ORLANDO, Fla. — UCF Sophomore Kicker Donald De La Haye was declared ineligible Monday after attempts to work around NCAA regulations fell through. His rise was swift in just two years as a Knight, experiencing rapid growth after the 2016 season.

Let’s take a look at the events that got us here:


June 5, 2015: YouTube account created.

Fall Football Season, 2015: 10 games played in as a freshman, no videos currently on the channel posted during this period.

May 11, 2016: Oldest video currently available was posted, not directly related to UCF Football.

August 12, 2016: “Camp Chronicles” is posted, just the second video available since May 2016.

Fall Football Season, 2016: Played in all thirteen UCF Football games, averaged 60.8 YPK as a kickoff specialist. No video posted garnered more than 60,000 views – a Colin Kaepernick cameo was worth just shy of 55,000.

March 13, 2017: The first content that would push over into six-figure viewership was published here, “My Worst Kicking Day.. Ever”. De La Haye records a few small portions of his day before showcasing a tough day in the Nicholson Fieldhouse.

June 10, 2017: “Quit College Sports or Quit YouTube?” – The UCF kicker takes to his YouTube channel to announce that he has been informed that his revenue-creating activity on the website may violate NCAA rules. He says that the next step is meeting with compliance to find a way around giving up football or YouTube.

June 18, 2017: Making his decision public, De La Haye says that he won’t sacrifice his passion for anybody.

July 12, 2017: UCF submits a waiver request to the NCAA requesting that De La Haye be allowed to continue to produce content that did not directly profit from any material that could be linked to his identity as a student-athlete.

July 14, 2017: NCAA confirms and accepts the waiver, though the terminology is extremely restricting to the channel’s identity. From an official NCAA statement:

“After the national office received the waiver request from UCF July 12, that process was used to confirm that De La Haye could continue to profit from any of his video activity as long as it was not based on his athletics reputation, prestige or ability.”

July 24, 2017: The Oakland Raiders’ Marquette King makes a cameo in a training video with De La Haye, in which Donald flew out to train with the outspoken NFL punter. No official move had been made yet, but UCF’s kickoff man has said at this point that he does not want to change and that the situation is out of his hands.

July 31, 2017: UCF distributes a release on the eligibility of Donald De La Haye.

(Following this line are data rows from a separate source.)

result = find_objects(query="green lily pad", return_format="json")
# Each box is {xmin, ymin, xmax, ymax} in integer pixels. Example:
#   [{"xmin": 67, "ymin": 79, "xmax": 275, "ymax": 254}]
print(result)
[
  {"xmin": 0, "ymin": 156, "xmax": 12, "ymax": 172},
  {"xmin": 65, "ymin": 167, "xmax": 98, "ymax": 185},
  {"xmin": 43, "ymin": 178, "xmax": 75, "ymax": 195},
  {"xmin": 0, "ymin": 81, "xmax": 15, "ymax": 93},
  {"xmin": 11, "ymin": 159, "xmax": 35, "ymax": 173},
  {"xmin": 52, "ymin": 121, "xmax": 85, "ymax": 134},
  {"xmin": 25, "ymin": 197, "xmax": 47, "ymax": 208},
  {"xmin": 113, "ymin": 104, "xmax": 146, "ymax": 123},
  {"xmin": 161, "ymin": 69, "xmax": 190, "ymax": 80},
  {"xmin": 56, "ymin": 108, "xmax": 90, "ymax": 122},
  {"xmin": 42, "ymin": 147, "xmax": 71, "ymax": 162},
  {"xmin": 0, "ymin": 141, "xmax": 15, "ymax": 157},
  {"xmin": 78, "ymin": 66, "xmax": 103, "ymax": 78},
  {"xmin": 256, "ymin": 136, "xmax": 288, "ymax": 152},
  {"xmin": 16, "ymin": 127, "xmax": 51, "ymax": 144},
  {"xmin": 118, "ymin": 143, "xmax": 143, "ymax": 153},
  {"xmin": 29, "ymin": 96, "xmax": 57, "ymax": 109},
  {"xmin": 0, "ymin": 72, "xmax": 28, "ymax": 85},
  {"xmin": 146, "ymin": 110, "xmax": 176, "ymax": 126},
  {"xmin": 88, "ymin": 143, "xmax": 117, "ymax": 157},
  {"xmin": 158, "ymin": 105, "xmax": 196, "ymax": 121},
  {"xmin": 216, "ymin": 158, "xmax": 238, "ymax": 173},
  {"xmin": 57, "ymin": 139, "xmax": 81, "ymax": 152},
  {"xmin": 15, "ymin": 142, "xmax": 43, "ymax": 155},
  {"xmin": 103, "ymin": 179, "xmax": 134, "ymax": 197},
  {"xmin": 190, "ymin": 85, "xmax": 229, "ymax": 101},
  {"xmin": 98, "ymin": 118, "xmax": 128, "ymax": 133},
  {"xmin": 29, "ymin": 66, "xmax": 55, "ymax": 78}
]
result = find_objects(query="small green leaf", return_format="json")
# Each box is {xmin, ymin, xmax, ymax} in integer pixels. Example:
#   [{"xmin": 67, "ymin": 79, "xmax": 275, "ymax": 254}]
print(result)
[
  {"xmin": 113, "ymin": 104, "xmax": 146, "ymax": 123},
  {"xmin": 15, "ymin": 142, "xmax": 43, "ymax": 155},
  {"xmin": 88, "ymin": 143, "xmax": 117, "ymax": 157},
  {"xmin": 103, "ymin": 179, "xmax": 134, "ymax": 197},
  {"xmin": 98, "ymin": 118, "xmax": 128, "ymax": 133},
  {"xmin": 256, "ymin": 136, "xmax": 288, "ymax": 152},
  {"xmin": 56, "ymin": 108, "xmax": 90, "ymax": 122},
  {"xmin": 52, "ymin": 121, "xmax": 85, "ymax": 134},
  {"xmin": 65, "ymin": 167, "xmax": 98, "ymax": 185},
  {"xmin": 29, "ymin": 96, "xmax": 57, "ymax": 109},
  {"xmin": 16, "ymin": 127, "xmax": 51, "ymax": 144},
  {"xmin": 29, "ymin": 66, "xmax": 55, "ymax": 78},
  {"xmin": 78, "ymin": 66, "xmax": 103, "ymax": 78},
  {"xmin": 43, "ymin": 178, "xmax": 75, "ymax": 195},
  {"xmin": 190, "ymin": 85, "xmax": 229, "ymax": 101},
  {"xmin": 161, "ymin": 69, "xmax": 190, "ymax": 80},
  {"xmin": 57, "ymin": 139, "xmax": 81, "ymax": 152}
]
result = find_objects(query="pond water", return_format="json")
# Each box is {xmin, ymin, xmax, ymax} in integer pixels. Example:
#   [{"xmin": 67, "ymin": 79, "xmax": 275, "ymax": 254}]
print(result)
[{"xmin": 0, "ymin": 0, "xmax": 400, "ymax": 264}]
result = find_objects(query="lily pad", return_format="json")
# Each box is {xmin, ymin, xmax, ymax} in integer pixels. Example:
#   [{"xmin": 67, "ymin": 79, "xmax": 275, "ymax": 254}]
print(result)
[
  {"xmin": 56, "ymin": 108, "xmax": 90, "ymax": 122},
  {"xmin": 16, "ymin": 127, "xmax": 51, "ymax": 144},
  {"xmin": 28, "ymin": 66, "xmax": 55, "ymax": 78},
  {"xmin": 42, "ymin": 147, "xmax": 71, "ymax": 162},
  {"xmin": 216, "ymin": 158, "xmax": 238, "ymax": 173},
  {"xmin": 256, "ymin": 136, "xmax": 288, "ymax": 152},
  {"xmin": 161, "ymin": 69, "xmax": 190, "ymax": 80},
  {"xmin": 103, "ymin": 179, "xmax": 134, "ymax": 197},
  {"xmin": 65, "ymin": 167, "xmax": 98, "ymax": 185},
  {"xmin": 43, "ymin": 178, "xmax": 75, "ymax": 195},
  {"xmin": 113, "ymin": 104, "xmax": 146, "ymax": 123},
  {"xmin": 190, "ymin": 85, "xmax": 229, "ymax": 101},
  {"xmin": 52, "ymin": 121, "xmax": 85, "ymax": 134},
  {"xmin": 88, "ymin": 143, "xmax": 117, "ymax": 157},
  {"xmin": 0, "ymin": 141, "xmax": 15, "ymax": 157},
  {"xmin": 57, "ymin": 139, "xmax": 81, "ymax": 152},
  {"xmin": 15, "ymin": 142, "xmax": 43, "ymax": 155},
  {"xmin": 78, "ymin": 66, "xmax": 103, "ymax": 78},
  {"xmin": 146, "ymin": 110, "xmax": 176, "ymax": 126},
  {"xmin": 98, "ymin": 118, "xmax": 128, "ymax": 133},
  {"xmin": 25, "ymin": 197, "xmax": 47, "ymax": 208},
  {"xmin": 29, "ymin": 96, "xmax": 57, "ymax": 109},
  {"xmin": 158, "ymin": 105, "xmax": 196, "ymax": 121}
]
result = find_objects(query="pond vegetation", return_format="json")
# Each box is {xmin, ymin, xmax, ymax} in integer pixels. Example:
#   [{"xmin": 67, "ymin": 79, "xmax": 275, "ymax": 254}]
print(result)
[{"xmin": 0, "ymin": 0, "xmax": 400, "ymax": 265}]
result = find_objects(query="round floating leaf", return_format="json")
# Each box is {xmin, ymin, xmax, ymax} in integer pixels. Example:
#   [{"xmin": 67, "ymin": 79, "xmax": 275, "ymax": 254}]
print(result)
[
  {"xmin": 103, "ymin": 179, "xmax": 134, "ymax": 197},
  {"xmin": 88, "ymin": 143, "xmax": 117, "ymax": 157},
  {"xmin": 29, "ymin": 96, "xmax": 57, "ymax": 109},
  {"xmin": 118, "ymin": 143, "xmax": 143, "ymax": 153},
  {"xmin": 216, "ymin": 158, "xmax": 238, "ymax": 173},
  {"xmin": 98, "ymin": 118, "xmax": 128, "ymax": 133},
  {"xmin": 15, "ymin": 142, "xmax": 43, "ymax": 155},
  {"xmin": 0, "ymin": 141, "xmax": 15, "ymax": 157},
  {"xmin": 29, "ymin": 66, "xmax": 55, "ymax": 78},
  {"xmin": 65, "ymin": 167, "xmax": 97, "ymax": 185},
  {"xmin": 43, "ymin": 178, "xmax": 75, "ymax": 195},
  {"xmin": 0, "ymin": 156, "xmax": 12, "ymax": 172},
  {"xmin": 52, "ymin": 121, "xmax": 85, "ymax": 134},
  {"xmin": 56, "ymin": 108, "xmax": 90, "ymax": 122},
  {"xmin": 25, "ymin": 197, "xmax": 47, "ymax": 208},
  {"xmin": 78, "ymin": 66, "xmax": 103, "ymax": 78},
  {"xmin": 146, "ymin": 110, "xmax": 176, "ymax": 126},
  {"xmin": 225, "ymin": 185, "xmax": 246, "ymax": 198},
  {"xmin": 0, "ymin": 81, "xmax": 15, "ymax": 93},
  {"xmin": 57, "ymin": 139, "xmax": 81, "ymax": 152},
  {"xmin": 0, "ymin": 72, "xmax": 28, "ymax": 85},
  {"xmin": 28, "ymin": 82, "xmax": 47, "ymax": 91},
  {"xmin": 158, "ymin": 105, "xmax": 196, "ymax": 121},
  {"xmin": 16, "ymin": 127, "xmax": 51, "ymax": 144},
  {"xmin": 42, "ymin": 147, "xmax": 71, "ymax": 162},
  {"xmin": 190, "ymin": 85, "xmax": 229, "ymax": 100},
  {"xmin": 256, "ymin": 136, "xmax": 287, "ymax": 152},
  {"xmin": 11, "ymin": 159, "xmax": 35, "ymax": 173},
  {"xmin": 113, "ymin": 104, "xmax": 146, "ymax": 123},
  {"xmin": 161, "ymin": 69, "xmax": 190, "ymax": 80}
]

“In an effort to allow Donald De La Haye the opportunity to retain his eligibility and still be allowed to produce videos for YouTube, UCF Athletics recently submitted a waiver to the NCAA on his behalf. The waiver, which was granted, stated De La Haye could maintain his eligibility and continue to monetize videos that did not reference his status as a student-athlete or depict his football skill or ability.”

The waiver also allowed him to create videos that referenced his status as a student-athlete or depict his football skill or ability if they were posted to a non-monetized account. De La Haye chose not to accept the conditions of the waiver and has therefore been ruled ineligible to compete in NCAA-sanctioned competition. UCF Athletics wishes him the best in his future endeavors.”

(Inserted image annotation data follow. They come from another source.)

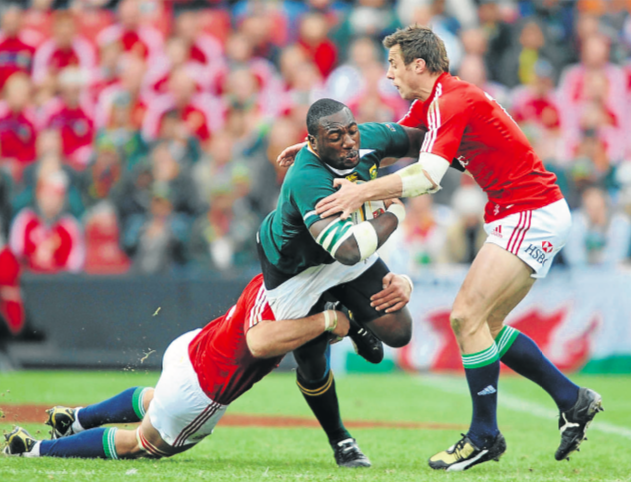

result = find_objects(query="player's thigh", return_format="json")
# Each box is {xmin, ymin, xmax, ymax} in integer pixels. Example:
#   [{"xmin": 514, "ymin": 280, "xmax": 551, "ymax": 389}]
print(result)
[
  {"xmin": 144, "ymin": 330, "xmax": 227, "ymax": 456},
  {"xmin": 329, "ymin": 259, "xmax": 412, "ymax": 347},
  {"xmin": 451, "ymin": 243, "xmax": 534, "ymax": 334}
]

Given the choice to either cease making football related videos or cut his revenue stream off, the student-athlete elects to pursue his passion, something he ties in strongly with his pursuit of a marketing degree.

August 1, 2017

The GoFundMe account created in an to fund tuition was started late Monday evening. In just a few short hours, the online crowd sourcing site has netted De La Haye $1,500 of his $30,000 goal for tuition.

The NCAA has possibly ruined my future, all over a few bucks. They have ruled me ineligible because I monetized my youtube videos therefore my scholarship will no longer apply. Yes, I made a little bit of money from youtube but nowhere near enough to pay for school. I want to continue pursuing my passion of creating videos, I also want to continue pursuing my marketing degree but no longer have the funds necessary to achieve that. I dont like asking for stuff, but this is important.. even $1 would help!”